Trying to maximize bass response ......

I've a system set up on a 13x19x9 ft room and have optomized set up (considering all of the variables and domestic no-no's). Referenced to a 1k and 200k tone using a Stereophile disc and RS meter, I have a fairly flat response to 32hz and a sharp fall off thereafter EXCEPT for a sharp dip at 50 and 40 hz (8 and 6db respectively).

I would like to fill in the 40/50hz null and would consider filling in the bottom octave by using a sub if it wouldn't end up with a sharp increase at 32 hz.

BTW the 40-50 hz drop out is definately room related - its there with panels and cones and pretty much independent of set up on the short wall and location of listening position. Long wall set up is not an option.

Any suggestions will be appreciated including those suggesting that I should just forget it and enjoy what I've got.

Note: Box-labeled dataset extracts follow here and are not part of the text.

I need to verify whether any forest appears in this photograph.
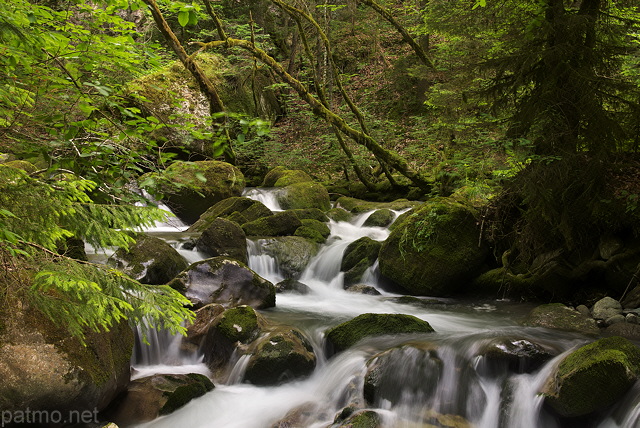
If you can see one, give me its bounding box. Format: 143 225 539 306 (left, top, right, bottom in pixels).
0 0 640 426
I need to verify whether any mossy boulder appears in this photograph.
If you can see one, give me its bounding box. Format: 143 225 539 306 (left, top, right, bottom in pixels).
379 198 487 296
0 305 134 412
294 219 331 244
542 337 640 417
109 373 214 425
156 161 245 224
276 181 331 211
169 257 276 309
262 236 318 278
107 233 189 284
196 217 248 263
326 314 434 352
524 303 600 335
262 166 313 187
244 327 316 385
363 208 396 227
187 196 273 232
340 236 382 286
242 211 302 236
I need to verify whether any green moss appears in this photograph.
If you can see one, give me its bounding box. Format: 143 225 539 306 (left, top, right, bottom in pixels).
326 314 434 352
216 306 260 343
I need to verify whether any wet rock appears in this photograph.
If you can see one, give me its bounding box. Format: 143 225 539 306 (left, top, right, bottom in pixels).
242 211 302 236
378 198 487 296
326 314 434 353
156 161 245 224
363 208 396 227
476 337 559 374
541 337 640 417
196 218 248 263
276 278 311 294
363 344 443 407
524 303 600 335
107 233 188 285
591 297 622 320
188 196 273 232
168 257 276 309
244 327 316 385
109 373 214 426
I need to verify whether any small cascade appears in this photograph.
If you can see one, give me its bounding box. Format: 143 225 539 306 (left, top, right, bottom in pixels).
242 187 282 211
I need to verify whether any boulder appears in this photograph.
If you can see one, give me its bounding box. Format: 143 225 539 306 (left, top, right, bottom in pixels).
363 208 396 227
277 181 331 211
541 337 640 417
196 218 248 263
326 314 434 353
242 211 302 236
379 198 487 296
0 308 134 414
244 327 316 385
108 373 214 426
168 257 276 309
591 297 622 320
157 161 245 224
524 303 600 335
340 236 382 286
262 236 318 278
107 233 189 284
262 166 313 187
187 196 273 232
363 344 444 407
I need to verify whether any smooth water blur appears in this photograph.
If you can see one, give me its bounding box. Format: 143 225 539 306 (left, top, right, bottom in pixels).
133 190 640 428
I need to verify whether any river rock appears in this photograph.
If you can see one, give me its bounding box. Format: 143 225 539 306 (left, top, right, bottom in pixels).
0 308 134 414
276 182 331 211
244 327 316 385
379 198 487 296
107 233 189 284
591 297 622 320
187 196 273 232
476 337 559 374
108 373 214 426
524 303 600 335
260 236 318 278
168 257 276 309
157 161 245 224
326 314 434 353
541 337 640 417
242 211 302 236
363 208 396 227
363 344 443 407
196 218 248 264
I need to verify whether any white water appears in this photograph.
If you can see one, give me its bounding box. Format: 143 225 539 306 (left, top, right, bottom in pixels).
134 189 640 428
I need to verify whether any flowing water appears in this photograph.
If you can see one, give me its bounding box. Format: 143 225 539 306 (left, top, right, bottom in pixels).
133 190 640 428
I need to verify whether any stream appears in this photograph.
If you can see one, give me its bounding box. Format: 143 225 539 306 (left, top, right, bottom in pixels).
124 189 640 428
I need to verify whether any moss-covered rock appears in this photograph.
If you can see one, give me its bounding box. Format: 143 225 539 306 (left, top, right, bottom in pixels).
524 303 600 335
107 233 189 284
262 166 313 187
262 236 318 278
363 208 396 227
187 196 273 232
196 218 248 263
542 337 640 417
277 181 331 211
244 328 316 385
379 198 487 296
109 373 214 425
242 211 302 236
156 161 245 224
294 219 331 244
326 314 434 352
169 257 276 309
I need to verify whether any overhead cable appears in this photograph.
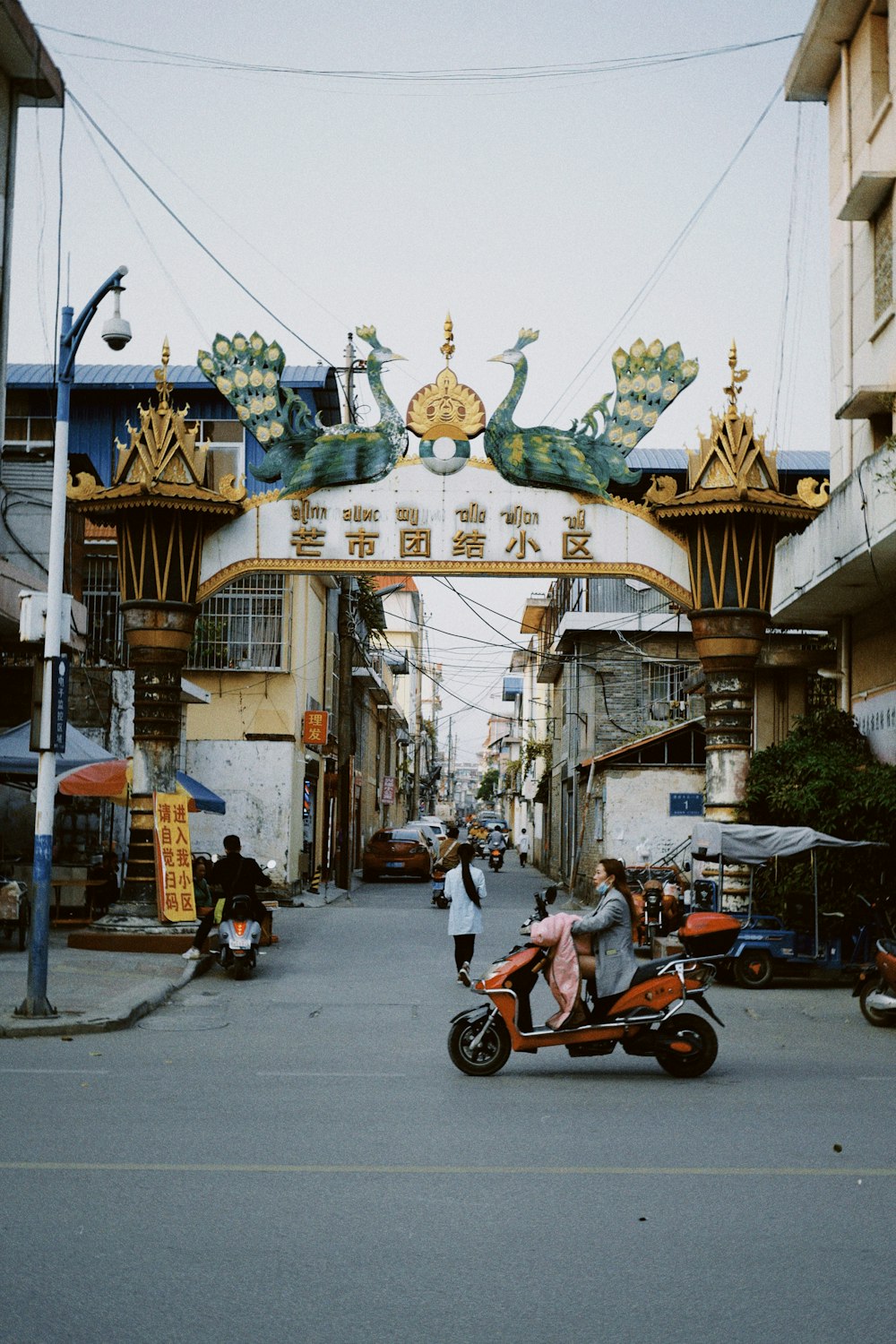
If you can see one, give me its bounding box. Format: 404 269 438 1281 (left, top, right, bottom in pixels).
35 24 802 85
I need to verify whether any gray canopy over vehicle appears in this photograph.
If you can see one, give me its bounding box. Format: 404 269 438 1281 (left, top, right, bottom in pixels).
691 822 879 863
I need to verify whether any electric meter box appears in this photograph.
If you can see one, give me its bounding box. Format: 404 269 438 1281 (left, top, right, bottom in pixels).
19 590 71 644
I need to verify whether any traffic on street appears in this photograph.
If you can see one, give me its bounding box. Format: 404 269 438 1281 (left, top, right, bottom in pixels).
0 854 896 1344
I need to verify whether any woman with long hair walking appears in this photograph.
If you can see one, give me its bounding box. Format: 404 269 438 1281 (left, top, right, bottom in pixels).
444 843 485 986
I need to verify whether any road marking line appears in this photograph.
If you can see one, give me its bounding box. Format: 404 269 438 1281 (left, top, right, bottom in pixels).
255 1069 407 1078
0 1161 896 1180
0 1069 108 1074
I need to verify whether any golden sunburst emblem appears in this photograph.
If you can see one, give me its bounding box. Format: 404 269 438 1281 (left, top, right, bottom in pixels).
407 368 485 440
407 314 485 476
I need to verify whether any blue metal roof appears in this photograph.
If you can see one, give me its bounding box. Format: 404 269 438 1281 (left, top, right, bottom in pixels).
6 365 331 392
627 448 831 473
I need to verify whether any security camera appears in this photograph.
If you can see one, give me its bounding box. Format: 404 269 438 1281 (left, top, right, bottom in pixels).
102 317 130 349
102 280 130 349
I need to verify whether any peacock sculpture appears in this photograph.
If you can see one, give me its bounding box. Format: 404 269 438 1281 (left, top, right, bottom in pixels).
484 328 699 499
197 327 407 495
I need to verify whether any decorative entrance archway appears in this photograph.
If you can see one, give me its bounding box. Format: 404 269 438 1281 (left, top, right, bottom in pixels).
70 320 825 914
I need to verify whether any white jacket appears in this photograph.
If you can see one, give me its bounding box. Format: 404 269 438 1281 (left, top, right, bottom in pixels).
444 865 485 935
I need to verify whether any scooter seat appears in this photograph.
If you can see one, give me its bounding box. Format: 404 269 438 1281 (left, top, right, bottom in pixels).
629 957 681 989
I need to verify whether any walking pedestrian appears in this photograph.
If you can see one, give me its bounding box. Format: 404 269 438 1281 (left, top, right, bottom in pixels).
444 843 485 986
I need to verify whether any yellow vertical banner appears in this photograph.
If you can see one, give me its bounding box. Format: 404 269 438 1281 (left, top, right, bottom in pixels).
151 793 196 924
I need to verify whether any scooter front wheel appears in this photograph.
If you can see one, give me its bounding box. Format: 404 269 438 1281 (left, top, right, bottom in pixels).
657 1012 719 1078
858 976 896 1027
735 948 774 989
449 1018 511 1078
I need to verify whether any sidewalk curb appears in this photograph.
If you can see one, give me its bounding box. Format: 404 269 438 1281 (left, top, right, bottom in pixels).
0 953 215 1040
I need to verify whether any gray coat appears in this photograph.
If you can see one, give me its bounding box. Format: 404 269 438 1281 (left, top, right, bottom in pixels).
570 887 638 999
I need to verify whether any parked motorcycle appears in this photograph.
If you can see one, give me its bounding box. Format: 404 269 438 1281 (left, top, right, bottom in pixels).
218 895 262 980
447 887 740 1078
853 938 896 1027
433 868 452 910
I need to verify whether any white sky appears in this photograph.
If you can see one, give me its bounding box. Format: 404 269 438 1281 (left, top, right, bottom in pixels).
9 0 829 758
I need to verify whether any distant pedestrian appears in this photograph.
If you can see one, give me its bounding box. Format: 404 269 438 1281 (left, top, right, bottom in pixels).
444 843 485 986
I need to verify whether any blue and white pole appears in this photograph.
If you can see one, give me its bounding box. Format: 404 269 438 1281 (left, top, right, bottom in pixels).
16 266 127 1018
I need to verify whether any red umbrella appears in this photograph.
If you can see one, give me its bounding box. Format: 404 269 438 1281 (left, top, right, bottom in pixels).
56 757 224 814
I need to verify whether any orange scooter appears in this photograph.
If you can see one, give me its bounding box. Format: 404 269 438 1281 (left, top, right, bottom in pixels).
447 887 740 1078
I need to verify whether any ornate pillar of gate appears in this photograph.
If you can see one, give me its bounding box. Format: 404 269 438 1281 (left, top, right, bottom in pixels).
68 341 246 911
645 344 828 822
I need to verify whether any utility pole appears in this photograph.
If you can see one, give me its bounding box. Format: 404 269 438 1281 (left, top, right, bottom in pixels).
336 574 355 892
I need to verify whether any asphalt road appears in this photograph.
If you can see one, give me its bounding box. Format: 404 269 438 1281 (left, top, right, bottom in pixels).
0 855 896 1344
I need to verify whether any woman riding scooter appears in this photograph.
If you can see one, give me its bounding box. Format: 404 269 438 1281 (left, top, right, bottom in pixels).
565 859 638 1027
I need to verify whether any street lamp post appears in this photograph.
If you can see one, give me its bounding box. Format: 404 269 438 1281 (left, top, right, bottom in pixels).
16 266 130 1018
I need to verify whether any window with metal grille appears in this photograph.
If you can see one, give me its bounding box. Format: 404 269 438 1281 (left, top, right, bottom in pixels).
0 392 55 492
83 550 127 668
643 663 694 720
196 419 246 491
188 574 288 672
874 195 893 317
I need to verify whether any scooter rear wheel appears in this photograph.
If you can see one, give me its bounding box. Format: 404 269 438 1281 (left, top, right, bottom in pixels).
657 1012 719 1078
858 976 896 1027
449 1018 511 1078
735 948 774 989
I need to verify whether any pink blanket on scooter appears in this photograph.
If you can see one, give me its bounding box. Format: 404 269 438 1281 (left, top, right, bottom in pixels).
530 911 591 1029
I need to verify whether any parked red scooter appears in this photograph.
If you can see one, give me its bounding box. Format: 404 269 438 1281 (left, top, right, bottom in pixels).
853 938 896 1027
447 887 740 1078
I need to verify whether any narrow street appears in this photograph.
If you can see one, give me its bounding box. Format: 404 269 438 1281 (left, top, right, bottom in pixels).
0 855 896 1344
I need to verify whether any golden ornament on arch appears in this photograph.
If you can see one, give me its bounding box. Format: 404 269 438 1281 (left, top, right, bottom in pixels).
406 368 485 440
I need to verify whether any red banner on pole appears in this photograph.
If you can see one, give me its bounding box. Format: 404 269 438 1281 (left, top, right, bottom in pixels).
302 710 329 747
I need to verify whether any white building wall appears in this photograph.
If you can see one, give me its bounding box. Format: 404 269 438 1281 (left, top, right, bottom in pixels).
186 741 295 882
599 765 705 863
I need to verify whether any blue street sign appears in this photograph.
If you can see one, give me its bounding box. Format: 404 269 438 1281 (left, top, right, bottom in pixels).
49 653 68 753
669 793 702 817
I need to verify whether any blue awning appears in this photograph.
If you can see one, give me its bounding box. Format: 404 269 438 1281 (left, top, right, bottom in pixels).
177 771 227 817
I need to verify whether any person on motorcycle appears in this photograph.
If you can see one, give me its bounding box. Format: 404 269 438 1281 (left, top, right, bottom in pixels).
570 859 638 1026
181 836 270 961
485 827 506 868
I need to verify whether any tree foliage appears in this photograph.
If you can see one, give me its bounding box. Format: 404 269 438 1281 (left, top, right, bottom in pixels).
747 709 896 924
747 709 896 843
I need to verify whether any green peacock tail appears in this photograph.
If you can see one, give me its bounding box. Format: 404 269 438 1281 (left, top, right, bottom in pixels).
596 340 700 457
196 332 317 452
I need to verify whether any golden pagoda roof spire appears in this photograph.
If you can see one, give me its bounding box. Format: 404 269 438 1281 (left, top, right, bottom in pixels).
442 314 454 365
723 338 750 414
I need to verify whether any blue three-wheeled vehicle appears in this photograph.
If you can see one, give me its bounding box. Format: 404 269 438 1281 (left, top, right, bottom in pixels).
691 822 892 989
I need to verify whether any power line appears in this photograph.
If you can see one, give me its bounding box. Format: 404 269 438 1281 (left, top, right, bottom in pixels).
543 85 783 421
35 24 802 85
65 89 336 366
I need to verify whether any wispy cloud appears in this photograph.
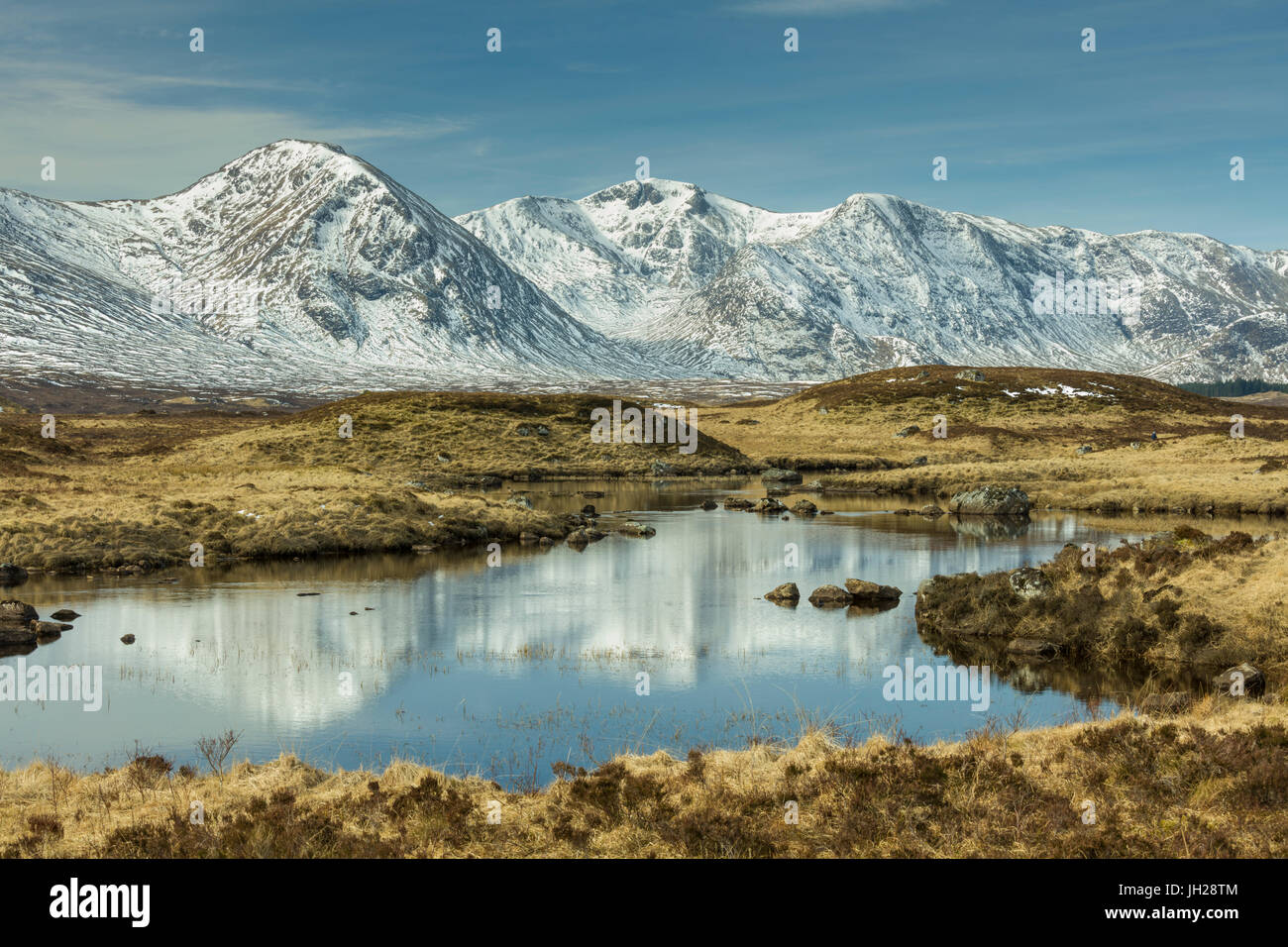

If you only have the 2 anamolies, you might consider the Rives PARC. At the very list, I would talk to Richard as he has shown himself to be very approachable. BTW, he also owns Talon now, so he should be able to tell you pretty definitively whether the PARC or a sub would be best.
I have read somewhere ("Listener" I think) that the RS meter is NOT flat and might be the cause for the dips and peaks in your measurments. How does your system sound?
That's not bad at all considering the meter isn't all that accurate. You must be sitting in a spot where these frequencies cancel. Move things about.

I believe the parc is only for reducing, not boosting to fill in.
The RS meter is not accurate in the lower bass frequencies. Usually it measures low in a curve moving up to flat at or above 100hz. I have a correction chart and I've also used the Rives disc corrected for the RS errors. The dip is still there.

Actually the speakers sound excellent as situated - the bass is excellent without correction but I think it could be improved a tad, especially in the 20's and 40's. The 20's I know I would hear, but I'm not so sure about how much some lift in the 40's would help. I sure don't want boomy bass from too much energy in the 30's. The speakers presently subordinate themselves to the music so I'm leary of changing the balance by inserting a sub if I need to use a cross over.

I probably aught to give it up but I hate to stop so close to my 'audio goal'.
While flat is a worthy goal it is pretty much impossible to obtain in a room. Music is usually a series of impulses (notes) not test signals. I bet if you played a series of notes from 32 to 50Hz or above on a bass guitar you wouldn't perceive that 8 dB dip that you measure.
Not bad IMHO. You could boost the overall level with a sub and then use a PARC to flatten the peaks such that the nulls were less deep. I would not use a PARC or any EQ to enhance the nulls.

If you want to judge how bad it is then try Rebecca Pidgeon Spanish Harlem and see if the base line is clear.

These are the frequencies played 49 62 73 65 82 98 73 93 110 ...if the first note in the progression is too weak then you can get a feel for how much you are missing in music.
I once flattened the response curve in my room using a Behringer DEQ2496. Boy, did the sound suck. Even the Behringer instruction manual warned of this reaction!

I was happy to remove the EQ and enjoy my out-of-balance but musical frequency curve.